In our case, the customer's networking team comes back and informs the end user that a problem occurred with the switch and that it was being replaced. The switch was old and had out-of-date firmware. Instead of upgrading it, they simply replaced it with a newer switch. After the switch was replaced, the issue was resolved.

Troubleshooting at the Application Level: The Final Layer of the TCP/IP Model

This is the layer where we leave the "network" and rely on the application and kernel. Troubleshooting within this layer takes time because each program can have a different characteristic. The TCP/IP model groups three layers of the OSI model into this area. Protocols such as DNS, LDAP, and NetBios-NS, and even FTP, finger, TELNET, X Windows, HTTP, and SNMP reside in this layer.

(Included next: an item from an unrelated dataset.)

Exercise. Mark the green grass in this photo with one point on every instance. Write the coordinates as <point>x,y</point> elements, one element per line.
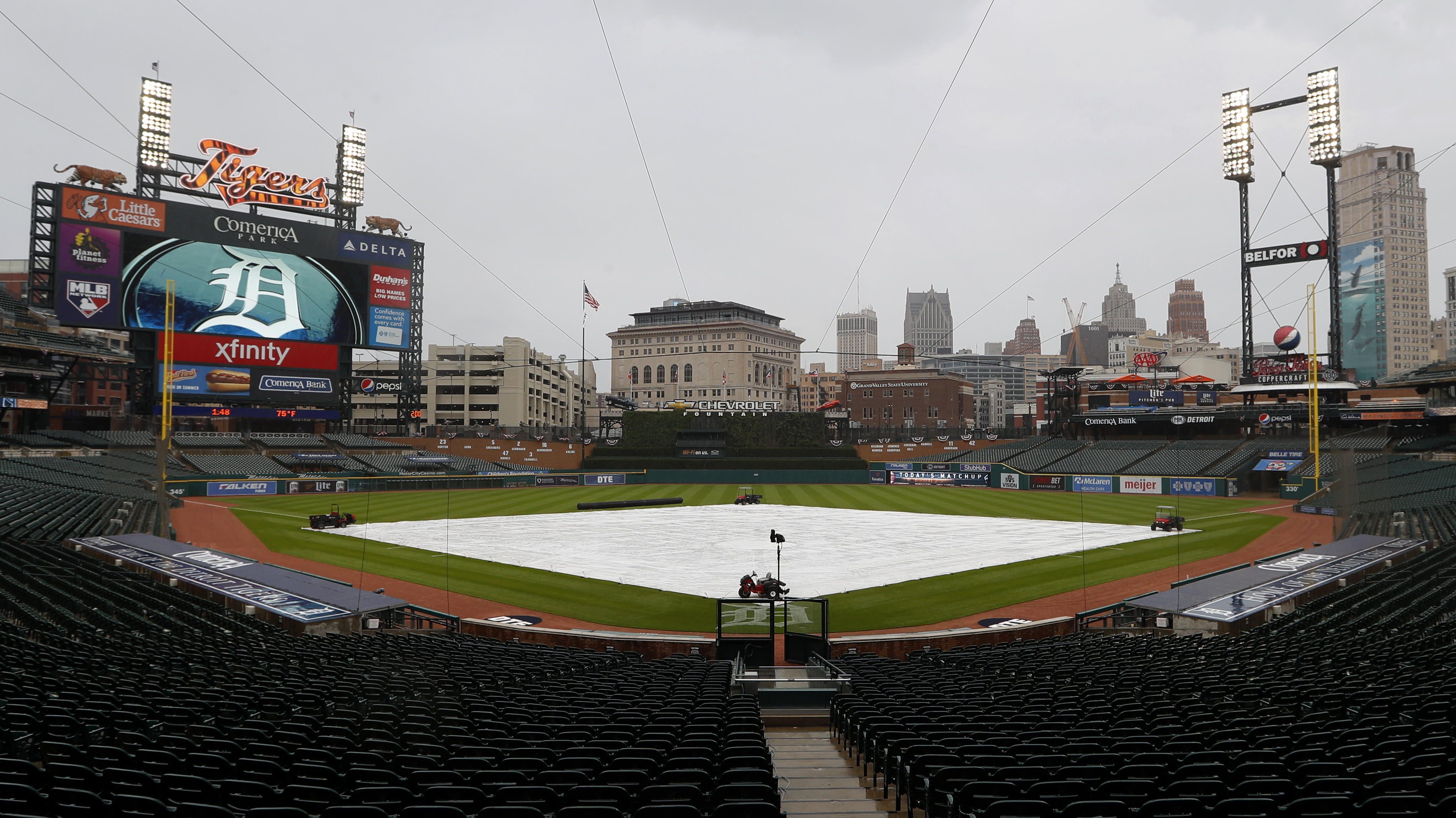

No one troubleshooting methodology applies to all these protocols; however, understanding where they sit in the grand scheme of the TCP/IP stack assists you in diagnosing and troubleshooting these protocols. All these protocols depend on the lower layers. The application layer, as shown earlier in this chapter, builds a data "bundle." This bundle is passed to the lower layer, transport (TCP/UDP), where it is either broken into smaller chunks or taken as-is and prepended with that layer's header. Then the TCP/UDP layer sends the segment down to the IP layer, where the IP header is prepended, and the result is called a datagram. From here, the kernel passes this datagram down to the link layer, where the MAC header is added, at which point the datagram becomes an Ethernet frame.

Any one of these layers could cause a problem with an application. Always take the easiest approach first. Most of the time, we get lucky and discover that the problem is a simple configuration change. Never start with a network trace because this alone almost never provides a solution or, for that matter, a reasonable explanation for why the application is behaving the way it is.